A spider uses the same links you click in your Web browser. When the spider examines the page, it sees the Hypertext Markup Language (HTML) code that indicates a link to another page (see Figure 2-6)the same HTML code that your browser formats to show you the page.

Figure 2-6. How spiders follow links. Every spider sees the same HTML code that your browser sees, and can follow links to other pages.

The spider scoops up the HTML for each page, noting links to other pages so it can come back to collect the HTML of those pages later. You can imagine that, given enough time, a spider can eventually find every page on the Web (or at least every page that is linked to another page). This process of getting a page, finding all the links on that page, and then getting those pages in turn, is called crawling the Web. Later in this chapter, we explain what the spider does with the HTML it collects from all of those pages that it crawls.

HOW MUCH OF THE WEB IS INDEXED BY SEARCH ENGINES?

It sounds easy. Spiders visit the pages and send them to the search index. Those little spiders keep crawling until they index the entire Web, right? Wrong. The truth is that the great majority of Web pages are not indexed in search engines.

Over the years, there have been many estimates of the gap between the number of indexed pages and all Web pages. In 1999, Lawrence and Giles found that the (now defunct) Northern Light search engine indexed just 16 percent of the estimated 800 million publicly available Web pages (Searching the World Wide Web by Steve Lawrence and C. Lee Giles, 1999).
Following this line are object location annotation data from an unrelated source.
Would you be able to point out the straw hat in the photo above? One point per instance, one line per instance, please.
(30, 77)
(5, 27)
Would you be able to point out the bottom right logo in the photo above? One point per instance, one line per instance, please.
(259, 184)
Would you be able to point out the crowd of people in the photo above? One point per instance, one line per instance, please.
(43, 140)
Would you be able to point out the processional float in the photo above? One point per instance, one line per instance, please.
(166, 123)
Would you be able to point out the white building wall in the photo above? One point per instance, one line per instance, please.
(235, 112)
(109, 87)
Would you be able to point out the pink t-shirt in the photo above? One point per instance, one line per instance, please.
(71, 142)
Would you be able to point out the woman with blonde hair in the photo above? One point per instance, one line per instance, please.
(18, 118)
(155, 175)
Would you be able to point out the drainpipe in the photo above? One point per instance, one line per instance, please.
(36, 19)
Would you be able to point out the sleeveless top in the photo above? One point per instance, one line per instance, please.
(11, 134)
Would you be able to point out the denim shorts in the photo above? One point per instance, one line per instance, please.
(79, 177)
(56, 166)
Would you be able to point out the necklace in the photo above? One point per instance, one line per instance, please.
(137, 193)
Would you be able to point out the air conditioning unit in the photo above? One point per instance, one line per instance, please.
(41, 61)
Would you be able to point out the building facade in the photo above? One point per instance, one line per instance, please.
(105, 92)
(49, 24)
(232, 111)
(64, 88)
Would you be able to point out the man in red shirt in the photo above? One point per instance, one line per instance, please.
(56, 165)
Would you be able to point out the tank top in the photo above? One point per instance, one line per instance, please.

But the next year, Michael Dahn claimed the problem might be twice as bad as reported, because the "publicly available" Web may underestimate the total Web by half (Counting Angels on a Pinhead: Critically Interpreting Web Size Estimates by Michael Dahn, 2000).
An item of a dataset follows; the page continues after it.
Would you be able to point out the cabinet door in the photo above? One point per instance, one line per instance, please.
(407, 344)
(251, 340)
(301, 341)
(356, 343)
Not to be outdone, in 2001 two studies estimated the total number of Web pages to be far larger than previously reported. Sherman and Price proclaimed the "Invisible Web is between 2 and 50 times larger than the visible Web" (The Invisible Web by Chris Sherman and Gary Price, p. 82, 2001). In Deep Content: Surfacing Hidden Value (BrightPlanet, 2001), Michael Bergman posited the Web contains 550 billion pages and search engines see only 0.03 percent of them.

Regardless of the wildly divergent numbers, the point is that an enormous number of pages are not indexed, and your Web site probably contains some of them. Each page on your site that is not indexed is completely invisible to searchers, which reduces traffic to your site, so your goal is to get as many indexed as possible.

Your organization's Web site is undoubtedly known to the search engine spiders, and you certainly have some pages listed in their search indexes. But you might not have as many of your pages listed as you think, and any page that is not in the index can never be found by the search engine. So, it is important to have as many pages in the index as possible. Chapter 10, "Get Your Site Indexed," shows you how to find out how many pages are indexed from your organization's site and some simple ways to get more of them indexed.

Remembering Links

Following links is important because it is the best way for a spider to comprehensively crawl the Web. But it is important for another reason, too. Spiders must carefully catalog every link they findchecking which pages link to your page and checking the words displayed that describe the link (the anchor text). Earlier in this chapter, we discussed how search engines rank search results; they do so with this information. Figure 2-7 shows how spiders collect the link information that is so important to ranking the results.

Figure 2-7. How spiders collect link information. Spiders pay attention to which pages link to every other page and what words they use on each link.

Keeping Up with Changes

As you can imagine, Web crawling is not the most efficient way to keep up with changes to those billions of Web pages. New pages can be added, old pages removed, and existing pages changed at any timethe spider will not immediately know that anything has changed. It can be days or weeks before the spider returns to see what happened. That is why a searcher sometimes gets a "page not found" message when clicking a search result. The spider found that page during its last crawl, but it has since been removed or given a new address.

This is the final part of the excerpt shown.